As part of our analysis, Ecofin looks to assess how much of a company’s business (such as revenues, capital expenditure or operating income) addresses a particular area of climate change focus; depending on the nature of the underlying investment, this could be derived from their sustainability report, which often provides context on how a company specifically addresses decarbonisation, or intends to reduce greenhouse gas emissions for a power generation business. This enables us to review the carbon footprint and intensity for each investment or potential investment, which is a forerunner to the EU Taxonomy classifications. 

In making these sustainability assessments, while Ecofin relies almost entirely on proprietary research prepared in-house, the investment team does utilize some data provided by third parties and a wide array of sell-side research analysts primarily to compare expectations as well as to get timely news, such as Bloomberg New Energy Finance (BNEF), CarbonAnalytics, Sustainanalytics and MSCI’s ESG Insight. BNEF’s data is helpful and important for the team’s understanding of sector and regulatory issues and allows it to identify discrepancies between BNEF, proprietary and sell-side research forecasts/models.

Corporate engagement is also a very important part of our governance analysis.  The investment team connects with more than 500 companies per year on these topics and keeps track of progress (or lack thereof) on main engagement commitments. The team ensures that companies are doing what they say they are doing, increasing their accountability, and engages with management on their goals and targets to help prioritize them.

Ecofin believes that shareholders can strongly contribute to the dialogue with a company through proxy voting. The investment team votes on each resolution for every company’s general meeting or proxy and votes in the best interest of shareholders, irrespective of the company’s recommendation. This is especially true for any item that could impact ESG considerations in a negative way, such as matters that could affect corporate governance and climate change, reduce the protection of minority holders’ interests, or lead to management compensation being misaligned with the interests of shareholders. Progress is then tracked against our objectives. In exceptional instances we write to a company’s board to express our views, perhaps in concert with other like-minded shareholders. For strategies where there are strict environmental guidelines, the investment team will divest.

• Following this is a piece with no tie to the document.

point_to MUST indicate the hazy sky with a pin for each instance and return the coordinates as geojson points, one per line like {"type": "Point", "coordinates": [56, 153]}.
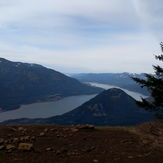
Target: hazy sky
{"type": "Point", "coordinates": [82, 35]}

5. ESG evaluation – integration of sustainability risk analysis

In addition to assessing the principal adverse impacts of investment decisions on sustainability factors, as provided above, by way of (1) negative screening, and (2) evaluating the ESG attributes of individual companies, sustainability risk analysis is also a part of stock assessment to identify negative ESG risks. Ecofin’s main focus is on the environmental analysis of any such risks but attention is also given to the social and governance aspects of the companies the team researches.

Each analyst identifies the environmental, social and governance risks, or potential risks, of investments to ascertain the nature of the sustainability risk, as well as its materiality. The primary aim of this process is to assess how each ESG risk can derail or materially impact the underlying investment case of a company.

Some examples of the sustainability risks which the Ecofin investment team can look to evaluate are:

  • exposure to fossil fuel production and consumption, emission intensity and the corollary risks of economically impacted assets, facing adverse regulatory/legal decisions, incurring rising operating costs and pollution remediation costs;
  • pollution, land/water use and business practice impact on local population health and wellbeing;
  • treatment of minority shareholders on issues where important ESG considerations may be present;
  • impacts on how technology innovations are adapting to meeting ESG policy goals on climate change, and how those innovations may reflect to shifting relative competitive positioning for a company’s existing assets or operations; and
  • management behaviour and track record dealing with important or relevant ESG criteria. This may include transparency and disclosure initiatives but also reflect on specific issues, for example in successful completion of Environmental Impact Studies.